We will sprint on this.

Components needed:

• Pipeline primitive to return a wavelength solution at a specific time. This should be in a new class in modules/wavelength_cal/src/wavelength_cal.py called WaveInterpolate. There will also be a method in a new class called WaveInterpolation in modules/wavelength_cal/src/alg.py. @bjfultn will develop this. He should start a new branch (feature/drift_corr) ASAP and merge it to develop. @RussLaher and @shalverson can then use these classes.
• Query of masters database for bracketing wavelength solutions. Returns two paths. This should be a method of WaveInterpolation so that it can be run in other environments. The algorithm should look backward first and return the best WLS (order: LFC, Thar), then look forward in time and return a matching type of WLS, if available, and return nothing if unavailable. @RussLaher will develop this.
• The header of L1 files should be modified to include keywords to note the bracketing WLS files and directories (currently, WLSFILE is truncated; it should be split). Let's also add a keyword called WLSNOTE that can have comments about the WLS interpolation used (e.g., "linear interpolation").
• Method to read two WLSs (from query) and linearly interpolate between them. This should be a method of WaveInterpolation. To start let's just linearly interpolate between matching L1 pixels in the two WLSs. Note this bracketing wavelength solutions are only available when reprocessing data. We will later need to develop an extrapolation method (after understanding the characteristics of the drift correction), and a method for reprocessing (perhaps after one day?). @shalverson will work on this.
• Make sure that the time associated with each master WLS L1 file is the midpoint of the stack. Consider if other keywords in the master WLS L1 file are inaccurate because they are copied from another L1 file. @RussLaher will work on this.
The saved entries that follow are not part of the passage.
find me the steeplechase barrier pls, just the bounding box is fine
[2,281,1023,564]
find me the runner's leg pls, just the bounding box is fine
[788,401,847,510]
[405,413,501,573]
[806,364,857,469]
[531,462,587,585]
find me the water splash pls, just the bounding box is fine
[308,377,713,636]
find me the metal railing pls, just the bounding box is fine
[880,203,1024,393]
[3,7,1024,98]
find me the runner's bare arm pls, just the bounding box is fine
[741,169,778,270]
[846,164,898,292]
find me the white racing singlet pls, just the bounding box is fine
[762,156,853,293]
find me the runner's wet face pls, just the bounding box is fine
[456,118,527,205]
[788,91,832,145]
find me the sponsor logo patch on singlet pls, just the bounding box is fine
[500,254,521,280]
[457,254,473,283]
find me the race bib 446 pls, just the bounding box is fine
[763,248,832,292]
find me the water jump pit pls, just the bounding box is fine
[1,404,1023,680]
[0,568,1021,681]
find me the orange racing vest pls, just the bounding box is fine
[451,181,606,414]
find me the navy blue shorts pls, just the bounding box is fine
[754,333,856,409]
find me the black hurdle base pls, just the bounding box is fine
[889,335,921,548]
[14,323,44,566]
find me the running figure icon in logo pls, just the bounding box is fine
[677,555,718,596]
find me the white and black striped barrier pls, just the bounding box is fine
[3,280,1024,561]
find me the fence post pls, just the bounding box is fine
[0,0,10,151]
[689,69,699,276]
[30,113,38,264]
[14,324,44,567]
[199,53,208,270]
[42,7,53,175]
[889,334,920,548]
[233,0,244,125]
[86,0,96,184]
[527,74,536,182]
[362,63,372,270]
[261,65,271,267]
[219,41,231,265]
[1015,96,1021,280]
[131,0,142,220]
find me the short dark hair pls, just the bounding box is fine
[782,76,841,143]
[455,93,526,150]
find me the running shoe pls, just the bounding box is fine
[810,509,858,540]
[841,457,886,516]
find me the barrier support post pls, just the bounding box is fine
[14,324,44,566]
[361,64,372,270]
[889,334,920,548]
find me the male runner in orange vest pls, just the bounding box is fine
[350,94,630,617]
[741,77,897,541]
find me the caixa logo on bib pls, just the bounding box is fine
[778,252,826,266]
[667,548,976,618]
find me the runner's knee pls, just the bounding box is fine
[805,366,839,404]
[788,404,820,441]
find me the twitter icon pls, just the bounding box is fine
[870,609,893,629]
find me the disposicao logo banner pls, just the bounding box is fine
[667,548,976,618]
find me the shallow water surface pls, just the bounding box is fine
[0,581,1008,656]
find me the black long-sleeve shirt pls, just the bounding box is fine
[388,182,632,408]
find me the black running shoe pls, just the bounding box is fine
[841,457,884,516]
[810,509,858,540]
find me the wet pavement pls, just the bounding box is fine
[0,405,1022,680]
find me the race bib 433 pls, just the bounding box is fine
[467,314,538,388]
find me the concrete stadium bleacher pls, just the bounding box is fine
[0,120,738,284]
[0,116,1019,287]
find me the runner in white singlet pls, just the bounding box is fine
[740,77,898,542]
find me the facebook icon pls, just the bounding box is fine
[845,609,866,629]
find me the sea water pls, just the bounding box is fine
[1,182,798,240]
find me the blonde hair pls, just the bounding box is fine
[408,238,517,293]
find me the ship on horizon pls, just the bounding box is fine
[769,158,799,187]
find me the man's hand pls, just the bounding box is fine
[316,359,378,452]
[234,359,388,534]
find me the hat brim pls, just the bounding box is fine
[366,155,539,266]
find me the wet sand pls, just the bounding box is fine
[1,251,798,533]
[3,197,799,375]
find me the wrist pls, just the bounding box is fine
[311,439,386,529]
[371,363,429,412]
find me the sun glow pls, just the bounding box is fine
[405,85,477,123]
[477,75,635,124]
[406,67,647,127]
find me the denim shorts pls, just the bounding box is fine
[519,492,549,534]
Testing (@howardisaacson):

• Identify a set of ~3-5 standard stars (and SoCal observations?). Perhaps only June 2023 - January 2024 to avoid times when KPF experienced thermal perturbations. @shalverson will do some initial work to identify files.
• Set sandbox with a /testdata directory to store outputs.
• Make a copy of the standard recipe, configure it to use /testdata, and run it.
• Analyze the RV time series of the standard stars in /testdata. This could be accomplished with AnalyzeTimeSeries() or using other methods.

[shalverson]

As a summary to reference later, here is my current sandbox approach for drift-correcting the stellar spectra (copied from slack thread, but listed here for convenience):

For the stellar RV calculation: -Select only observations that have both an evening LFC_WLS master and a morning LFC_WLS master with the same UT date. -Compute the stellar RV using the evening master LFC WLS, only including orders that are LFC-calibrated (>order index 11 on the Green).

For the LFC drift tracking: -Compute every day’s LFC master ‘RV’ (evening and morning) using the evening LFC_WLS master solution only. For evening masters, the RV should be very close to 0 since the WLS is derived from this file. -Linearly interpolate each day’s evening-to-morning LFC RV drift onto the timestamps of the stellar observations.

• Subtract the interpolated LFC RV from the stellar RV.

Stellar spectra quality cuts: -Outlier rejection at >1000 m/s off of the median target RV. This does nothing for some targets, for others it removes some clear outliers that should be followed up on jump. -Rejection of points where the RV error is >2x the median RV error in the timeseries (i.e. if the flux level is a factor of 4x lower than the median observation for that target, reject that point.). This also typically affects very few points.